Wood carver:  ISO 3200 70mm f16 1/30
This photograph of a wood carver in Thailand is a straightforward image.  The eye-line clearly takes us tothe point of what he is doing - carving intricate patterns and sculptures in a block of wood.  The lines of his hands and the motion of his hammer provide further accent as shown by the arrows.  There is also a triangular structure created with the lines of his arm, torso and eye-line.

I was shooting indoors, so had a high ISO setting, but here I also wanted to show some movement if possible, so I used a fairly slow shutter speed.  The downside of this is that the f-stop is higher than I would have wanted, bringing a distracting background more into focus.
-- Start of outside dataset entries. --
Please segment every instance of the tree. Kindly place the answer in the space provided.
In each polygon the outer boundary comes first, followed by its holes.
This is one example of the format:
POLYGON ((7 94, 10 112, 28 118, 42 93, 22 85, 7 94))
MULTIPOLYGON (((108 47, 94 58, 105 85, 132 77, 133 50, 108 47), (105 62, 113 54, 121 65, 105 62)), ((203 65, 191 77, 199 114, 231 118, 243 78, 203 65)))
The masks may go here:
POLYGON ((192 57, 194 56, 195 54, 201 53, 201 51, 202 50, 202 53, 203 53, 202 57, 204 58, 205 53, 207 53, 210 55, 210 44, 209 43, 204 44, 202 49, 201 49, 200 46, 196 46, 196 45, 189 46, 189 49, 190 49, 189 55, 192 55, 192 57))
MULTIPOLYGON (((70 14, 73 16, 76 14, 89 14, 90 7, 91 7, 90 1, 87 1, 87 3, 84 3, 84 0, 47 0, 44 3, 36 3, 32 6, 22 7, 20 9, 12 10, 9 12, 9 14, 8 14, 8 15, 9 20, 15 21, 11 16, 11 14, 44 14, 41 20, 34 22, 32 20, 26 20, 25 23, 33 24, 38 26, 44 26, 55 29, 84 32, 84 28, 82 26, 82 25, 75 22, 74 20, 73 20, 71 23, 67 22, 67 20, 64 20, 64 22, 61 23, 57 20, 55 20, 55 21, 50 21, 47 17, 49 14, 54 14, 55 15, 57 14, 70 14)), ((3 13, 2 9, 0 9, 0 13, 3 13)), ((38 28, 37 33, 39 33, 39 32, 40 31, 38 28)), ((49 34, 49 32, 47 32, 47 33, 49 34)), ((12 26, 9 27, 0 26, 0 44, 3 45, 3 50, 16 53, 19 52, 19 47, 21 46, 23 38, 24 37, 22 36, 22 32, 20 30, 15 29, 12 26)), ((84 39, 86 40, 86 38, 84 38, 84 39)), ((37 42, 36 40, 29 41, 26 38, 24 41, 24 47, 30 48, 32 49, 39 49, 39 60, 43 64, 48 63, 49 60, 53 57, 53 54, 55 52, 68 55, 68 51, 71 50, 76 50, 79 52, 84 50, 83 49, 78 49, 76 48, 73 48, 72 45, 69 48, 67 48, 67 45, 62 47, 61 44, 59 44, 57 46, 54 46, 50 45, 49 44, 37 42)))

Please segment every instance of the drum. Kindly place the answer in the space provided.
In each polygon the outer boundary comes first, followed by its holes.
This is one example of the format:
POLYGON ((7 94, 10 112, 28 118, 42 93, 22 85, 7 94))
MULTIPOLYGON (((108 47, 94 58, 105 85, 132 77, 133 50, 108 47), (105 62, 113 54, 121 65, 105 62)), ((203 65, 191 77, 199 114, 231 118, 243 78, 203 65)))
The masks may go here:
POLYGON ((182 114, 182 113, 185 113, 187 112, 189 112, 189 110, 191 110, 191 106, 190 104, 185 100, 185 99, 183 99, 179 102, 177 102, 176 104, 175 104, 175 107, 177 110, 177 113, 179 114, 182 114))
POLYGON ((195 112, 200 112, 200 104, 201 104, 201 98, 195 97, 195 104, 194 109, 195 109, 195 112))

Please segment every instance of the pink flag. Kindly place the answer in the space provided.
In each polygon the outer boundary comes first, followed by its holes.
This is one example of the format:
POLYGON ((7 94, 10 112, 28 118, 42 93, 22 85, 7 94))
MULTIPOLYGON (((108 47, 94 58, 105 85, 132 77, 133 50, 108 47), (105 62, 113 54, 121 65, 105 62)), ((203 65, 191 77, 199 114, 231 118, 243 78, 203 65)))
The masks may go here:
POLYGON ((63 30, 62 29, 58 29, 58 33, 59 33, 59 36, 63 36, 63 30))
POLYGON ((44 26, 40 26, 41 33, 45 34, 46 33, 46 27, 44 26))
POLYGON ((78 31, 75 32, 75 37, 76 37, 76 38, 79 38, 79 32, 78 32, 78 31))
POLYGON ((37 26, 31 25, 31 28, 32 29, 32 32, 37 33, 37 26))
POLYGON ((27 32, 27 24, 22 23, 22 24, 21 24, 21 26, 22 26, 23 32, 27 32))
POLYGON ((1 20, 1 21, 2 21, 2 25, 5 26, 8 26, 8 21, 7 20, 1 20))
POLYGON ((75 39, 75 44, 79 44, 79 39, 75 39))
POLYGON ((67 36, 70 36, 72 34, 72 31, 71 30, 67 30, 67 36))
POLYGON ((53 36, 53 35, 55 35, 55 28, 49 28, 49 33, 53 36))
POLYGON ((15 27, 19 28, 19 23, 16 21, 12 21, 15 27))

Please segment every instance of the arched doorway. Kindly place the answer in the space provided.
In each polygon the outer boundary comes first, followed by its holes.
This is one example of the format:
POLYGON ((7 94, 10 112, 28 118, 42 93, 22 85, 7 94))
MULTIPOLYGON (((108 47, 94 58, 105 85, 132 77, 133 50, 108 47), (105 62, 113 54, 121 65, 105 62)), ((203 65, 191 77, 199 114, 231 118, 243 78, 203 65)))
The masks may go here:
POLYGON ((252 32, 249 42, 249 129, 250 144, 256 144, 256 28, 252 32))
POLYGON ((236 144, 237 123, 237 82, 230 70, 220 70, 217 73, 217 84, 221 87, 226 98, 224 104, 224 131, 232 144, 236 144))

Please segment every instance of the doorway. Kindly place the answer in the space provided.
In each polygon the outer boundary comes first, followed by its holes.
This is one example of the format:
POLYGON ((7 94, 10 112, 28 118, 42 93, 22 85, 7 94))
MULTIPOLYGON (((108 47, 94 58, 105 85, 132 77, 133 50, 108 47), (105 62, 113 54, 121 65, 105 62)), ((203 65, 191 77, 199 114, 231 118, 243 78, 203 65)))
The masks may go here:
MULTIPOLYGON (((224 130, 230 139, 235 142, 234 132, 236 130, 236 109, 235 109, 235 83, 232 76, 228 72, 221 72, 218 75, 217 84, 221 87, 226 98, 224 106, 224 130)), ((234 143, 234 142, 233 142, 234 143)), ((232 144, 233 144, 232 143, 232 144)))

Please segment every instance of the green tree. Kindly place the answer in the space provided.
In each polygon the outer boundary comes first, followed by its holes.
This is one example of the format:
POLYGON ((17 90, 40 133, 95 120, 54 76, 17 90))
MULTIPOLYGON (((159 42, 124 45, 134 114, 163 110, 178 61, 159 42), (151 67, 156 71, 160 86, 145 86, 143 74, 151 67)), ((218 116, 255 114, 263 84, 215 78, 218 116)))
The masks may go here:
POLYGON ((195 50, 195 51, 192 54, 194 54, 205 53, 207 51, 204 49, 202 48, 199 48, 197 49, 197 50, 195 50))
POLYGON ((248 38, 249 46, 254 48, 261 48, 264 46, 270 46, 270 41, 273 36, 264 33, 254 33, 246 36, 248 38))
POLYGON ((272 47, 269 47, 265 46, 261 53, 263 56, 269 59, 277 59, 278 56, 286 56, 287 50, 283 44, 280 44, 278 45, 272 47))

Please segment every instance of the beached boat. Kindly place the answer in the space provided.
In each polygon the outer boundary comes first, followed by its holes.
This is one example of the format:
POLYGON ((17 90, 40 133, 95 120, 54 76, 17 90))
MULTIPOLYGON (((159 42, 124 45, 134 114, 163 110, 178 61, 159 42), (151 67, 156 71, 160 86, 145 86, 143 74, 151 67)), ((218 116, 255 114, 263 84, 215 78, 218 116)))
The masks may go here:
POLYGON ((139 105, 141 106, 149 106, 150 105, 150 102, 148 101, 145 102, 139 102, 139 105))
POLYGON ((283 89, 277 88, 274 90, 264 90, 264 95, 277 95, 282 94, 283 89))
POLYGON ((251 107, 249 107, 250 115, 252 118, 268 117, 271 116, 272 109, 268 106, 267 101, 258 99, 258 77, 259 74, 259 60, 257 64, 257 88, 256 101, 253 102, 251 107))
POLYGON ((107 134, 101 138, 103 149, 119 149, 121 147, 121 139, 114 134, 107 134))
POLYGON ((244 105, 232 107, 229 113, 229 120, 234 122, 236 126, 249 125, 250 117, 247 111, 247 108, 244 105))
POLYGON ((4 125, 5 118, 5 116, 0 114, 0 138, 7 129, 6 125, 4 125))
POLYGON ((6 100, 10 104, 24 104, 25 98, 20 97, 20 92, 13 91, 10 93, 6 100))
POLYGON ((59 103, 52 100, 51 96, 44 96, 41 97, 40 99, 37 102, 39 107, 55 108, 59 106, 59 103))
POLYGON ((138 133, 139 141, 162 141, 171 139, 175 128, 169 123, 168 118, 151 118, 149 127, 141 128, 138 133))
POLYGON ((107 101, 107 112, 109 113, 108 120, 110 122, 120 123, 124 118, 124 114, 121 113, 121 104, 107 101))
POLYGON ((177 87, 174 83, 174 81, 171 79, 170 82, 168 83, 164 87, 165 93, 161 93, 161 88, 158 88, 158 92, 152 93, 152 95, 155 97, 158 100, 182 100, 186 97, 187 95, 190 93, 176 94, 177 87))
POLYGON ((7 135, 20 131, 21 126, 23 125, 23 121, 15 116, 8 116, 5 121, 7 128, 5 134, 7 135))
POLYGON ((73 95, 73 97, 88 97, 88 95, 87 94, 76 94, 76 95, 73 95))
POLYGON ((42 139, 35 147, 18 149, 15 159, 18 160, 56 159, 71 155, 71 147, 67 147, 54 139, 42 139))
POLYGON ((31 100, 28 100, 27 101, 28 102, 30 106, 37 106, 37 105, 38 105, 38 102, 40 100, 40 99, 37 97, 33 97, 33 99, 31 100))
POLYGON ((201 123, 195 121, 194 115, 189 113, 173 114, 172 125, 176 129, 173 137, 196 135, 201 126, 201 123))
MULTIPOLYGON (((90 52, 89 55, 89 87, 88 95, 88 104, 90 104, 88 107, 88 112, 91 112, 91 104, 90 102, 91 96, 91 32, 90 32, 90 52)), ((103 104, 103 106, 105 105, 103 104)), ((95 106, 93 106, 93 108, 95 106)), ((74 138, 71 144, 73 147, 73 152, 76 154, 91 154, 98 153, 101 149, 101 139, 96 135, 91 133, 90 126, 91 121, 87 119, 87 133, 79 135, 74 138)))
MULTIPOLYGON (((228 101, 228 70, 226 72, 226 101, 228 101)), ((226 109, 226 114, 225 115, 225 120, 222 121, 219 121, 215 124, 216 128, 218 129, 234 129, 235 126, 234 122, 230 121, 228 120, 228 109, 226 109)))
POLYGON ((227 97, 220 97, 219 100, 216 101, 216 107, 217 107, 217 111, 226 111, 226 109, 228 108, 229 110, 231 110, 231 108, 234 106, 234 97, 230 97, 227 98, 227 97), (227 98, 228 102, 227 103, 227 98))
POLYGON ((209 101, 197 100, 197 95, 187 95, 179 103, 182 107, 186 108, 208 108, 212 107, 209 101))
Group photo:  ISO 200 300mm f6.3 1/1000
This photo is all about eye-lines.  The girl at the front of the row had taken a group photo from that position.  With the exception of the lady on the right, all the eyelines lead to the camera providing , as well a small inverted triangle of two ladies and the man in the group.  This ensures that the point of interest through these implied lines is the camera.  All of this is further accentuated by the close grouping and the way the hands, arms and shoulders create further lines in the same direction.

The photograph was a candid "street" photo, so I took advantage of the structure as it happened - The aperture was one stop in from fully open - this also ensured I did not suffer from camera shake at this point. 

Black and Orange:  ISO 500  28mm  f3.5  1/60
Another straightforward image.  The Buddha's eyes leading to the orange flowers.  I liked the monochrome look here and kept my aperture wide open as I wanted the accent on the flowers, throwing the Buddha slightly out of focus.  The closeness of the wide-angle lens at this point further brought the flowers to the fore and pushed the Buddha into the background.  The main connection being established through the eye-line.

3.  Newly taken Photographs
Battle:  ISO 200 400mm f5.6  1/1600
 The photograph of the two lady re-enactors at a medieval fair at Castle Hedingham has the eye-lines leading to a point out of frame. This is also supported by their stance.

I was using the lens at its widest aperture as I was keen to throw the distracting background out of focus and also provide a fast shutter speed to freeze the action and, in this case, I also wanted to have no camera shake.

Walled garden:  ISO 200 24mm  f16  1/30
Taken at Cressing Temple, the lines initially established by the bench and the brick flower border on the right are continued into the distance to the tree growing above the wall.

The implied lines are accentuated by using the wide angle lens and, as I wanted to ensure sharpness throughout, I used f16 as my aperture, knowing that this would give me a good DOF.